Re: [Starcluster] failed cluster / detached drive
-----BEGIN PGP SIGNED MESSAGE-----
Hash: SHA1
Hi Dan,
Glad the new cluster is working. The ssh 'error' messages you see are
harmless. I added some improved error handling to my ssh.Connection
class that automatically prints a error if the remote command being
executed does not return 0. However, not everything that returns 0 is a
fatal error. Some things are executed regardless of if they fail or not
just to be safe such as the mount and "rm" command you see below.
I'm combing through the code and ignoring return values for things that
aren't mission critical.
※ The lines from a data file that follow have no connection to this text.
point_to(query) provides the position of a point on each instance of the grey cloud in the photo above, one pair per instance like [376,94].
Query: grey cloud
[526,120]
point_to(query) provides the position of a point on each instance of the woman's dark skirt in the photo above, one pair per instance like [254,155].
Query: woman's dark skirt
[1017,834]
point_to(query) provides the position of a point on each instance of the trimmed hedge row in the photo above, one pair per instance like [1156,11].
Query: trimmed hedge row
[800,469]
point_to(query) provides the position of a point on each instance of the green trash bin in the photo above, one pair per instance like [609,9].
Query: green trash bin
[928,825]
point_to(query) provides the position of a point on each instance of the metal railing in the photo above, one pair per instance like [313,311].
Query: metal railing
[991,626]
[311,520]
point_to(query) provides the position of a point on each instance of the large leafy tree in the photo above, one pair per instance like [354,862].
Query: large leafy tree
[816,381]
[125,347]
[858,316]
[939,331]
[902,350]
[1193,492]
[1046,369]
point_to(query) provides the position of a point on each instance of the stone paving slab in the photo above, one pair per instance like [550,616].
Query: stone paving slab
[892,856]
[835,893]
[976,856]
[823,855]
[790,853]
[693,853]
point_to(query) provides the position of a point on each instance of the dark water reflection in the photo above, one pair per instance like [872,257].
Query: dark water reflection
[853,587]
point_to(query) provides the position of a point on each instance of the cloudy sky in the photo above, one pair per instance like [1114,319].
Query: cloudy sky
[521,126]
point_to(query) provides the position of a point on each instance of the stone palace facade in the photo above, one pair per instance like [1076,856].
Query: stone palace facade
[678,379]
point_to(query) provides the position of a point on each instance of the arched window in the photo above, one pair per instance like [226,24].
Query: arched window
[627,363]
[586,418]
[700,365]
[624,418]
For instance, the mount command below is
failing because /dev/pts is already mounted which is not a big deal.
~Justin
On 04/30/2010 08:33 PM, Dan Yamins wrote:
> OK I just started a new cluster. I saw some weird things during the
> start-up:
>
> [snip part that was normal]
>>>> Setting up the cluster...
>>>> Mounting EBS volume vol-c3d927aa on /home...
>>>> Using private key /Users/dyamins/amazon/id_rsa-gsg-keypair (rsa)
>>>> Creating cluster user: gotdata
>>>> Using private key /Users/dyamins/amazon/id_rsa-gsg-keypair (rsa)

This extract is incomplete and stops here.